Hubby made microwave popcorn for the kids the other night and it about made me want to toss my cookies (aka saltines, which is the core of my diet the past few days, with some oatmeal, toast and 7Up thrown in for good measure). The smell! Ack!

I’m very hungry.

My kids are with my mom and her husband. Hubby is at some golf convention that he has been planning on attending for the past week. I’ve soaked some of the yuck away in a super hot bath, and I don’t really look fit for public consumption but I’ve got cabin fever so bad. I have got the iPod on, jamming to “Read My Mind” by The Killers, and I don’t even have it in me to dance around the house (which I do normally do if no one is home — oh, fine, I usually do it even when people are home).

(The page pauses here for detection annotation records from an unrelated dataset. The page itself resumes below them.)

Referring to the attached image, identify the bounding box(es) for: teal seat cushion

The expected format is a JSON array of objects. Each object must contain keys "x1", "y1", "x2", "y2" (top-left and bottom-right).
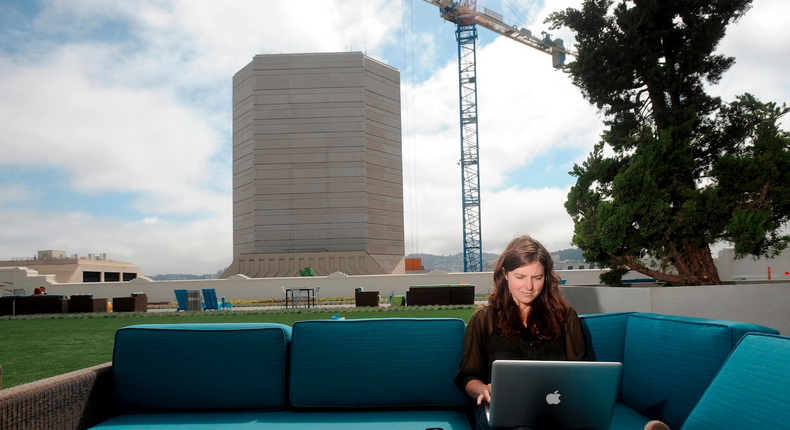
[
  {"x1": 93, "y1": 409, "x2": 470, "y2": 430},
  {"x1": 289, "y1": 318, "x2": 466, "y2": 408},
  {"x1": 623, "y1": 313, "x2": 777, "y2": 428},
  {"x1": 683, "y1": 334, "x2": 790, "y2": 430},
  {"x1": 112, "y1": 323, "x2": 291, "y2": 412},
  {"x1": 609, "y1": 401, "x2": 650, "y2": 430}
]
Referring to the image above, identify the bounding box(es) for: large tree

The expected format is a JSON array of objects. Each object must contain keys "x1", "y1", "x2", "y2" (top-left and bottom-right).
[{"x1": 547, "y1": 0, "x2": 790, "y2": 285}]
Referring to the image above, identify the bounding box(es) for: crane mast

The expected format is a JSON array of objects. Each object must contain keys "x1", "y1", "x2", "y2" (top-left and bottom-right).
[{"x1": 423, "y1": 0, "x2": 567, "y2": 272}]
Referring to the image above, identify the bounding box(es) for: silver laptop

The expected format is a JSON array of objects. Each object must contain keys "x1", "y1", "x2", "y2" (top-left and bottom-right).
[{"x1": 486, "y1": 360, "x2": 623, "y2": 430}]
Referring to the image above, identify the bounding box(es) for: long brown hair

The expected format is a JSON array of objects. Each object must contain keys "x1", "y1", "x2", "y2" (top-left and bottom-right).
[{"x1": 488, "y1": 235, "x2": 571, "y2": 340}]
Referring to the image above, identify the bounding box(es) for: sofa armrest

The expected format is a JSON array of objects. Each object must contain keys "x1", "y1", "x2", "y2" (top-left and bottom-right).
[{"x1": 0, "y1": 363, "x2": 112, "y2": 429}]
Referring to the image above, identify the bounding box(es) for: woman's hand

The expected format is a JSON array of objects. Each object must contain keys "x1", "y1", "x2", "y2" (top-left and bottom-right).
[
  {"x1": 477, "y1": 384, "x2": 491, "y2": 405},
  {"x1": 466, "y1": 379, "x2": 491, "y2": 405}
]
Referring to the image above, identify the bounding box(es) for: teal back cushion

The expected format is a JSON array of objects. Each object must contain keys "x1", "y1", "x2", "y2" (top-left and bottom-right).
[
  {"x1": 579, "y1": 312, "x2": 633, "y2": 398},
  {"x1": 290, "y1": 318, "x2": 466, "y2": 408},
  {"x1": 579, "y1": 312, "x2": 633, "y2": 363},
  {"x1": 683, "y1": 334, "x2": 790, "y2": 430},
  {"x1": 113, "y1": 323, "x2": 291, "y2": 412},
  {"x1": 623, "y1": 313, "x2": 777, "y2": 428}
]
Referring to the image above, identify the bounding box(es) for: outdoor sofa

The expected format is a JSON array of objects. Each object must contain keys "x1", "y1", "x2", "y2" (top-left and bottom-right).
[{"x1": 0, "y1": 313, "x2": 790, "y2": 430}]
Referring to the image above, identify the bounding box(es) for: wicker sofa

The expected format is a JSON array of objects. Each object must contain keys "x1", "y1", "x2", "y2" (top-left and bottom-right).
[{"x1": 0, "y1": 313, "x2": 790, "y2": 430}]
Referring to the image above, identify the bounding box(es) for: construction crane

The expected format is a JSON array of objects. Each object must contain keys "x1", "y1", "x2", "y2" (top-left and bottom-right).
[{"x1": 423, "y1": 0, "x2": 568, "y2": 272}]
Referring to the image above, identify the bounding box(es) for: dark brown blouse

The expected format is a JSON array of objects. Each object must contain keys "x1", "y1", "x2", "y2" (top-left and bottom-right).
[{"x1": 455, "y1": 307, "x2": 587, "y2": 393}]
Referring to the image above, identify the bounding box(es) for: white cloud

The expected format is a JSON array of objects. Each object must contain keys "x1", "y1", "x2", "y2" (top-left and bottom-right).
[
  {"x1": 0, "y1": 0, "x2": 790, "y2": 274},
  {"x1": 0, "y1": 208, "x2": 233, "y2": 275}
]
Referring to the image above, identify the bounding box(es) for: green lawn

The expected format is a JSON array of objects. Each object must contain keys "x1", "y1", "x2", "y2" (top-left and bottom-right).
[{"x1": 0, "y1": 306, "x2": 474, "y2": 388}]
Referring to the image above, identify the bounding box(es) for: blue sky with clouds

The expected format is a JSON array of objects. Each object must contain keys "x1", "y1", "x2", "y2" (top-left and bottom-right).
[{"x1": 0, "y1": 0, "x2": 790, "y2": 275}]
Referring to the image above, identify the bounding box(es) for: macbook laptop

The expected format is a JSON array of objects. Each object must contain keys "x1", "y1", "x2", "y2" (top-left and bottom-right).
[{"x1": 486, "y1": 360, "x2": 623, "y2": 430}]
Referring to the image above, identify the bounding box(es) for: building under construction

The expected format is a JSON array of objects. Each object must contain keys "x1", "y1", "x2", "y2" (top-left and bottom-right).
[{"x1": 222, "y1": 52, "x2": 405, "y2": 278}]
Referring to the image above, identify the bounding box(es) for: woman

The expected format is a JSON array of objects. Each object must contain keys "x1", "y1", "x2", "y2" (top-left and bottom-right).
[{"x1": 455, "y1": 235, "x2": 587, "y2": 429}]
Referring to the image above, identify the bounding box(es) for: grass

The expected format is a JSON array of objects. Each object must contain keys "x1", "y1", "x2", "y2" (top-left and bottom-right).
[{"x1": 0, "y1": 306, "x2": 475, "y2": 388}]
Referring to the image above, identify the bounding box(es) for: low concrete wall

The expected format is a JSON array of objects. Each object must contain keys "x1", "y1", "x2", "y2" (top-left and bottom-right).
[{"x1": 0, "y1": 269, "x2": 790, "y2": 335}]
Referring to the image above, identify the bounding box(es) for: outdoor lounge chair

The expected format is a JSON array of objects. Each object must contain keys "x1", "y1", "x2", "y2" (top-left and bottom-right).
[
  {"x1": 173, "y1": 290, "x2": 187, "y2": 312},
  {"x1": 203, "y1": 288, "x2": 219, "y2": 311}
]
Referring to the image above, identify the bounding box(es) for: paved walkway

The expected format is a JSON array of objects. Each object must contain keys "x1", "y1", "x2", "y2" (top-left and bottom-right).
[{"x1": 148, "y1": 300, "x2": 488, "y2": 312}]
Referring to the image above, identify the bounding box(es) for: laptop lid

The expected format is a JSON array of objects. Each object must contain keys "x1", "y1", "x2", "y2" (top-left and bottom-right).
[{"x1": 486, "y1": 360, "x2": 623, "y2": 430}]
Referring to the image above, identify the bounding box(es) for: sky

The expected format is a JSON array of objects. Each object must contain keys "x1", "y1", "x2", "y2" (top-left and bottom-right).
[{"x1": 0, "y1": 0, "x2": 790, "y2": 275}]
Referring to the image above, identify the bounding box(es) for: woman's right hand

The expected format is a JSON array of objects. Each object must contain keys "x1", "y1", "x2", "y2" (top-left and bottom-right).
[
  {"x1": 477, "y1": 384, "x2": 491, "y2": 405},
  {"x1": 466, "y1": 379, "x2": 491, "y2": 405}
]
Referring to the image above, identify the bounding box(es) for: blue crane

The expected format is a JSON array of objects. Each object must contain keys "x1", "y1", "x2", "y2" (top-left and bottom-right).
[{"x1": 423, "y1": 0, "x2": 568, "y2": 272}]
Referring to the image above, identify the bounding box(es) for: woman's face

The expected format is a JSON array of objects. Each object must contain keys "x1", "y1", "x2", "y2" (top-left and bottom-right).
[{"x1": 502, "y1": 261, "x2": 546, "y2": 312}]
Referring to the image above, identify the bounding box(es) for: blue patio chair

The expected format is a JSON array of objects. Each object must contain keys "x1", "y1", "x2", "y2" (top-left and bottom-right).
[
  {"x1": 173, "y1": 290, "x2": 187, "y2": 312},
  {"x1": 203, "y1": 288, "x2": 219, "y2": 311}
]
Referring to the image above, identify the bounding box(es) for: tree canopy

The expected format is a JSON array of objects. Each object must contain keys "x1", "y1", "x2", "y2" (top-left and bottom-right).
[{"x1": 547, "y1": 0, "x2": 790, "y2": 285}]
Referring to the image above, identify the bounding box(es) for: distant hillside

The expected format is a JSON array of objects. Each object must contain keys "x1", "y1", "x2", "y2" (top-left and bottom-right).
[
  {"x1": 406, "y1": 248, "x2": 584, "y2": 272},
  {"x1": 146, "y1": 269, "x2": 225, "y2": 281},
  {"x1": 551, "y1": 248, "x2": 584, "y2": 261}
]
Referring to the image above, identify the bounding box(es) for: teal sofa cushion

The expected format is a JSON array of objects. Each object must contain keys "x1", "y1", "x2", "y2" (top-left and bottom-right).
[
  {"x1": 93, "y1": 410, "x2": 470, "y2": 430},
  {"x1": 112, "y1": 323, "x2": 291, "y2": 412},
  {"x1": 683, "y1": 334, "x2": 790, "y2": 430},
  {"x1": 623, "y1": 313, "x2": 778, "y2": 428},
  {"x1": 579, "y1": 312, "x2": 634, "y2": 363},
  {"x1": 289, "y1": 318, "x2": 466, "y2": 408}
]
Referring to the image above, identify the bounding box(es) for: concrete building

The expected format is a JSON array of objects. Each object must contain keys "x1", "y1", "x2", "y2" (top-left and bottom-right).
[
  {"x1": 222, "y1": 52, "x2": 405, "y2": 278},
  {"x1": 0, "y1": 250, "x2": 143, "y2": 286}
]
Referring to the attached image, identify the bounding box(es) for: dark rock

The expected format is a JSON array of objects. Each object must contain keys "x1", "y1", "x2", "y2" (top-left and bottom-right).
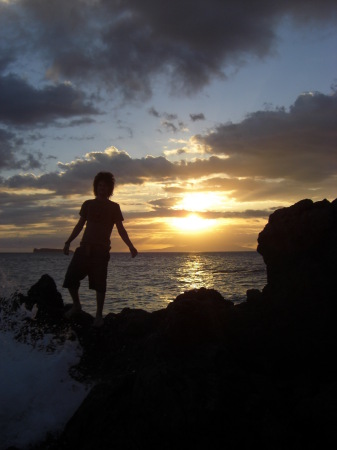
[
  {"x1": 30, "y1": 200, "x2": 337, "y2": 450},
  {"x1": 257, "y1": 200, "x2": 337, "y2": 300},
  {"x1": 21, "y1": 274, "x2": 64, "y2": 320}
]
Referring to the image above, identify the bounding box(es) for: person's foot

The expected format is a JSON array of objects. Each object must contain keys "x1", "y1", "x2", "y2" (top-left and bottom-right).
[
  {"x1": 64, "y1": 305, "x2": 82, "y2": 319},
  {"x1": 93, "y1": 317, "x2": 104, "y2": 328}
]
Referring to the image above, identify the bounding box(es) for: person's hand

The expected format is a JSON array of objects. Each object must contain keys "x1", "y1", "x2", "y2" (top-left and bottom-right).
[{"x1": 130, "y1": 247, "x2": 138, "y2": 258}]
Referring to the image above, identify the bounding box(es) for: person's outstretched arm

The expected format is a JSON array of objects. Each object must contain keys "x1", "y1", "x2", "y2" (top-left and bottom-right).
[
  {"x1": 116, "y1": 222, "x2": 138, "y2": 258},
  {"x1": 63, "y1": 217, "x2": 86, "y2": 255}
]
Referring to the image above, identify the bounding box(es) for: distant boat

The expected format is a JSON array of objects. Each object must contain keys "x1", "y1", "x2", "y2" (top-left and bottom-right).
[{"x1": 33, "y1": 248, "x2": 73, "y2": 253}]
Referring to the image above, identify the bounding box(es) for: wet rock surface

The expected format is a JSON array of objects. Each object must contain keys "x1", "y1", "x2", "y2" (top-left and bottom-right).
[{"x1": 17, "y1": 200, "x2": 337, "y2": 450}]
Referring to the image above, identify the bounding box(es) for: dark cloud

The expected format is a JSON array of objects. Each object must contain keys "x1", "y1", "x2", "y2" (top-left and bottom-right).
[
  {"x1": 0, "y1": 75, "x2": 98, "y2": 125},
  {"x1": 197, "y1": 92, "x2": 337, "y2": 183},
  {"x1": 0, "y1": 0, "x2": 337, "y2": 98},
  {"x1": 0, "y1": 128, "x2": 43, "y2": 170},
  {"x1": 190, "y1": 113, "x2": 205, "y2": 122},
  {"x1": 149, "y1": 106, "x2": 161, "y2": 119}
]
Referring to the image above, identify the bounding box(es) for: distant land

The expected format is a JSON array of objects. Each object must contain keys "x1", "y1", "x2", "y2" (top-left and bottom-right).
[{"x1": 33, "y1": 248, "x2": 73, "y2": 253}]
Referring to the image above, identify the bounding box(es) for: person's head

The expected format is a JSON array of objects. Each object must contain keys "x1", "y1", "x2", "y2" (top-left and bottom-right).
[{"x1": 93, "y1": 172, "x2": 115, "y2": 197}]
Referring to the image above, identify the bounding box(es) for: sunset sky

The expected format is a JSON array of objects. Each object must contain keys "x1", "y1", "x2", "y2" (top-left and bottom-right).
[{"x1": 0, "y1": 0, "x2": 337, "y2": 252}]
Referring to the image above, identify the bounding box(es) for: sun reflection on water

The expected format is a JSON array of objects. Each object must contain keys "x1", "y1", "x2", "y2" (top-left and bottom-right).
[{"x1": 176, "y1": 255, "x2": 214, "y2": 292}]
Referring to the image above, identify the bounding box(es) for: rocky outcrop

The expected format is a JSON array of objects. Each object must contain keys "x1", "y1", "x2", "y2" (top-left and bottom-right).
[
  {"x1": 25, "y1": 200, "x2": 337, "y2": 450},
  {"x1": 257, "y1": 199, "x2": 337, "y2": 300}
]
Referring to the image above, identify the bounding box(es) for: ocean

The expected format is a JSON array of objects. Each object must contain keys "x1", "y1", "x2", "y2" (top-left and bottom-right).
[{"x1": 0, "y1": 252, "x2": 266, "y2": 450}]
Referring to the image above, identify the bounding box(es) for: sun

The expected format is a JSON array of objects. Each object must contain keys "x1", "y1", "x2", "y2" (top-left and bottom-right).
[
  {"x1": 171, "y1": 214, "x2": 215, "y2": 233},
  {"x1": 176, "y1": 192, "x2": 221, "y2": 212}
]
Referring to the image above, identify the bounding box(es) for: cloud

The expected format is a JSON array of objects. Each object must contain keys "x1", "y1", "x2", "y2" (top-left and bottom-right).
[
  {"x1": 0, "y1": 0, "x2": 337, "y2": 99},
  {"x1": 0, "y1": 88, "x2": 337, "y2": 202},
  {"x1": 190, "y1": 113, "x2": 205, "y2": 122},
  {"x1": 196, "y1": 92, "x2": 337, "y2": 183},
  {"x1": 0, "y1": 75, "x2": 98, "y2": 125},
  {"x1": 0, "y1": 128, "x2": 42, "y2": 170}
]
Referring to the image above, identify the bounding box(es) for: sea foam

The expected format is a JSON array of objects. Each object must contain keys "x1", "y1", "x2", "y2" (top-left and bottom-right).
[{"x1": 0, "y1": 296, "x2": 89, "y2": 450}]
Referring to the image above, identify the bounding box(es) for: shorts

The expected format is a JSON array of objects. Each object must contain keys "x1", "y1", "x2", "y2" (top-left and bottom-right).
[{"x1": 63, "y1": 244, "x2": 110, "y2": 292}]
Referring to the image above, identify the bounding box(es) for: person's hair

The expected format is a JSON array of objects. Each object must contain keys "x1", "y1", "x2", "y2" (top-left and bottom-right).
[{"x1": 93, "y1": 172, "x2": 115, "y2": 197}]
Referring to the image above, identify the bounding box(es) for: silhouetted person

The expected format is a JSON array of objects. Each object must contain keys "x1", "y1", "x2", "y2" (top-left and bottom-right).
[{"x1": 63, "y1": 172, "x2": 138, "y2": 327}]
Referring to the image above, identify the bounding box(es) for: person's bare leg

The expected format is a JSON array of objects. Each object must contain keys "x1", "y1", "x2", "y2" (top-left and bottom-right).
[
  {"x1": 65, "y1": 288, "x2": 82, "y2": 319},
  {"x1": 94, "y1": 291, "x2": 105, "y2": 327}
]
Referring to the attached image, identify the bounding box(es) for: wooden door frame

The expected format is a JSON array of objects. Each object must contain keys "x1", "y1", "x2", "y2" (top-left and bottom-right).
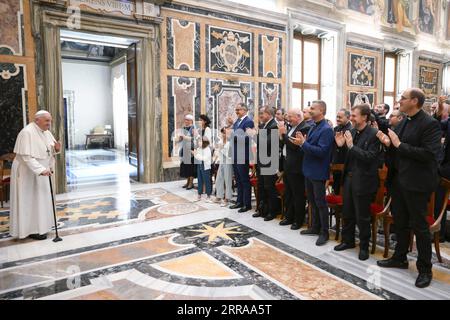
[{"x1": 32, "y1": 3, "x2": 163, "y2": 193}]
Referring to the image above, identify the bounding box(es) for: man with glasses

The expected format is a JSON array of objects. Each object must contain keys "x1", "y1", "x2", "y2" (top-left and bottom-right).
[
  {"x1": 389, "y1": 110, "x2": 405, "y2": 130},
  {"x1": 377, "y1": 88, "x2": 442, "y2": 288},
  {"x1": 230, "y1": 103, "x2": 255, "y2": 212}
]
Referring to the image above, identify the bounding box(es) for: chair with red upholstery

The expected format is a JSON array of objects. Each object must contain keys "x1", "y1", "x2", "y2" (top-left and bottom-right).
[
  {"x1": 0, "y1": 153, "x2": 16, "y2": 208},
  {"x1": 326, "y1": 164, "x2": 344, "y2": 240}
]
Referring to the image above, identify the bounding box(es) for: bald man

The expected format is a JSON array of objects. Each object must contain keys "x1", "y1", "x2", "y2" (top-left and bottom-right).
[{"x1": 9, "y1": 110, "x2": 61, "y2": 240}]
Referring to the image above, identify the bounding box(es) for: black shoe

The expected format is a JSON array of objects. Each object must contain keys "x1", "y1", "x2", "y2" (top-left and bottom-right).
[
  {"x1": 300, "y1": 229, "x2": 319, "y2": 236},
  {"x1": 29, "y1": 233, "x2": 47, "y2": 240},
  {"x1": 416, "y1": 272, "x2": 433, "y2": 288},
  {"x1": 291, "y1": 222, "x2": 302, "y2": 230},
  {"x1": 377, "y1": 258, "x2": 408, "y2": 269},
  {"x1": 230, "y1": 203, "x2": 244, "y2": 209},
  {"x1": 316, "y1": 233, "x2": 330, "y2": 246},
  {"x1": 280, "y1": 218, "x2": 294, "y2": 226},
  {"x1": 334, "y1": 242, "x2": 355, "y2": 251},
  {"x1": 358, "y1": 248, "x2": 369, "y2": 261}
]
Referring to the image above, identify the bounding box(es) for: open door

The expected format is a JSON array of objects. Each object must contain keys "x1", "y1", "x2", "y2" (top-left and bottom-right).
[{"x1": 127, "y1": 44, "x2": 139, "y2": 181}]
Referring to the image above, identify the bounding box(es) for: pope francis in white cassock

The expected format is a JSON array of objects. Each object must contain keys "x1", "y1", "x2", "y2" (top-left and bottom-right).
[{"x1": 9, "y1": 110, "x2": 61, "y2": 240}]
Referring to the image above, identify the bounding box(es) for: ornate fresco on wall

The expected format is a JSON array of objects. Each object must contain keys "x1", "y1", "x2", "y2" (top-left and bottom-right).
[
  {"x1": 259, "y1": 83, "x2": 281, "y2": 109},
  {"x1": 206, "y1": 79, "x2": 255, "y2": 138},
  {"x1": 348, "y1": 0, "x2": 376, "y2": 15},
  {"x1": 348, "y1": 91, "x2": 376, "y2": 107},
  {"x1": 386, "y1": 0, "x2": 412, "y2": 32},
  {"x1": 0, "y1": 63, "x2": 26, "y2": 155},
  {"x1": 167, "y1": 76, "x2": 201, "y2": 156},
  {"x1": 0, "y1": 0, "x2": 23, "y2": 55},
  {"x1": 348, "y1": 52, "x2": 377, "y2": 88},
  {"x1": 419, "y1": 62, "x2": 440, "y2": 97},
  {"x1": 207, "y1": 26, "x2": 253, "y2": 75},
  {"x1": 258, "y1": 35, "x2": 283, "y2": 78},
  {"x1": 167, "y1": 18, "x2": 200, "y2": 71},
  {"x1": 418, "y1": 0, "x2": 438, "y2": 34}
]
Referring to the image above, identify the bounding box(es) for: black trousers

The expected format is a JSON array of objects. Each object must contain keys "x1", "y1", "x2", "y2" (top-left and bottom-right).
[
  {"x1": 233, "y1": 164, "x2": 252, "y2": 208},
  {"x1": 305, "y1": 178, "x2": 330, "y2": 235},
  {"x1": 258, "y1": 174, "x2": 278, "y2": 216},
  {"x1": 391, "y1": 178, "x2": 432, "y2": 273},
  {"x1": 283, "y1": 172, "x2": 306, "y2": 225},
  {"x1": 342, "y1": 176, "x2": 374, "y2": 250}
]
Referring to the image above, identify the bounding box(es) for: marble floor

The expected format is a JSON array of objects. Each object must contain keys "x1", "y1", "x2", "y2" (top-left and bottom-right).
[
  {"x1": 0, "y1": 181, "x2": 450, "y2": 300},
  {"x1": 66, "y1": 149, "x2": 136, "y2": 191}
]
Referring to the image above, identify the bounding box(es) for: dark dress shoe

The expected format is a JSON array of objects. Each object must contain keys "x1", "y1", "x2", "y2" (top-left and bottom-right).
[
  {"x1": 334, "y1": 242, "x2": 355, "y2": 251},
  {"x1": 358, "y1": 249, "x2": 369, "y2": 261},
  {"x1": 377, "y1": 258, "x2": 408, "y2": 269},
  {"x1": 280, "y1": 219, "x2": 294, "y2": 226},
  {"x1": 316, "y1": 234, "x2": 330, "y2": 246},
  {"x1": 300, "y1": 229, "x2": 319, "y2": 236},
  {"x1": 291, "y1": 222, "x2": 302, "y2": 230},
  {"x1": 29, "y1": 234, "x2": 47, "y2": 240},
  {"x1": 416, "y1": 272, "x2": 433, "y2": 288}
]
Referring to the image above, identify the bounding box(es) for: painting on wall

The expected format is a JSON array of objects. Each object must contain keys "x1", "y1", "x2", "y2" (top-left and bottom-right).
[
  {"x1": 348, "y1": 52, "x2": 377, "y2": 88},
  {"x1": 0, "y1": 0, "x2": 23, "y2": 55},
  {"x1": 206, "y1": 79, "x2": 255, "y2": 139},
  {"x1": 0, "y1": 63, "x2": 27, "y2": 155},
  {"x1": 167, "y1": 76, "x2": 201, "y2": 157},
  {"x1": 418, "y1": 0, "x2": 437, "y2": 34},
  {"x1": 348, "y1": 91, "x2": 376, "y2": 107},
  {"x1": 259, "y1": 83, "x2": 281, "y2": 109},
  {"x1": 207, "y1": 26, "x2": 253, "y2": 75},
  {"x1": 419, "y1": 64, "x2": 439, "y2": 96},
  {"x1": 258, "y1": 35, "x2": 283, "y2": 79},
  {"x1": 386, "y1": 0, "x2": 412, "y2": 32},
  {"x1": 348, "y1": 0, "x2": 375, "y2": 15},
  {"x1": 167, "y1": 18, "x2": 200, "y2": 71}
]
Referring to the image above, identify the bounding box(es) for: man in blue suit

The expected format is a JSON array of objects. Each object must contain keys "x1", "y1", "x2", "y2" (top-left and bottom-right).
[
  {"x1": 230, "y1": 103, "x2": 255, "y2": 212},
  {"x1": 291, "y1": 100, "x2": 334, "y2": 246}
]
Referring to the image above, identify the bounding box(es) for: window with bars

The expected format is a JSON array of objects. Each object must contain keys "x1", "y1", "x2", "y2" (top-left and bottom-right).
[{"x1": 292, "y1": 34, "x2": 321, "y2": 109}]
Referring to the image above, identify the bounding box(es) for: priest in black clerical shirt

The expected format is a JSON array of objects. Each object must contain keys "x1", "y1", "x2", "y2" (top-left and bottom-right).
[
  {"x1": 377, "y1": 88, "x2": 442, "y2": 288},
  {"x1": 334, "y1": 104, "x2": 381, "y2": 260}
]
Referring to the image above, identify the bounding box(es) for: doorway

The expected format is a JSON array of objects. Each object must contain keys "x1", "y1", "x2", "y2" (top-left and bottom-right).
[{"x1": 60, "y1": 29, "x2": 139, "y2": 191}]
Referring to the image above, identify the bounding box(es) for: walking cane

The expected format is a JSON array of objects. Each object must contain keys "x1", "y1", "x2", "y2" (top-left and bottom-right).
[{"x1": 48, "y1": 176, "x2": 62, "y2": 242}]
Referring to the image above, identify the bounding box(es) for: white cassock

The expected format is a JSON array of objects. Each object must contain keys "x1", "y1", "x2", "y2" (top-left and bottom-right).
[{"x1": 9, "y1": 122, "x2": 56, "y2": 239}]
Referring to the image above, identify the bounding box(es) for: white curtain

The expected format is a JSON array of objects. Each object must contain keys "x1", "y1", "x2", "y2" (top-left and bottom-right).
[{"x1": 111, "y1": 62, "x2": 128, "y2": 150}]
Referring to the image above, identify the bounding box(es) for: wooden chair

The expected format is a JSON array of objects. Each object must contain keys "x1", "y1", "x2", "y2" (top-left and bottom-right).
[
  {"x1": 0, "y1": 153, "x2": 16, "y2": 208},
  {"x1": 370, "y1": 166, "x2": 391, "y2": 254},
  {"x1": 409, "y1": 177, "x2": 450, "y2": 263},
  {"x1": 326, "y1": 164, "x2": 344, "y2": 240}
]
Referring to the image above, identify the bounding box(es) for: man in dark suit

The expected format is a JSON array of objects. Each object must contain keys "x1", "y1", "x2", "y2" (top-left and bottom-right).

So, help me find some food people. What works on an upset stomach that has some substance to it but won’t make me throw up!?

About sarah

Sarah is a book nerd, a music lover, an endorphin junkie, a coffee addict. Oh, and a goof ball. She writes, she tweets, and she sings off key.


  1. Sorry you are sick. Just reading about it brings bad memories back when I was pregnant. Hope you are better soon.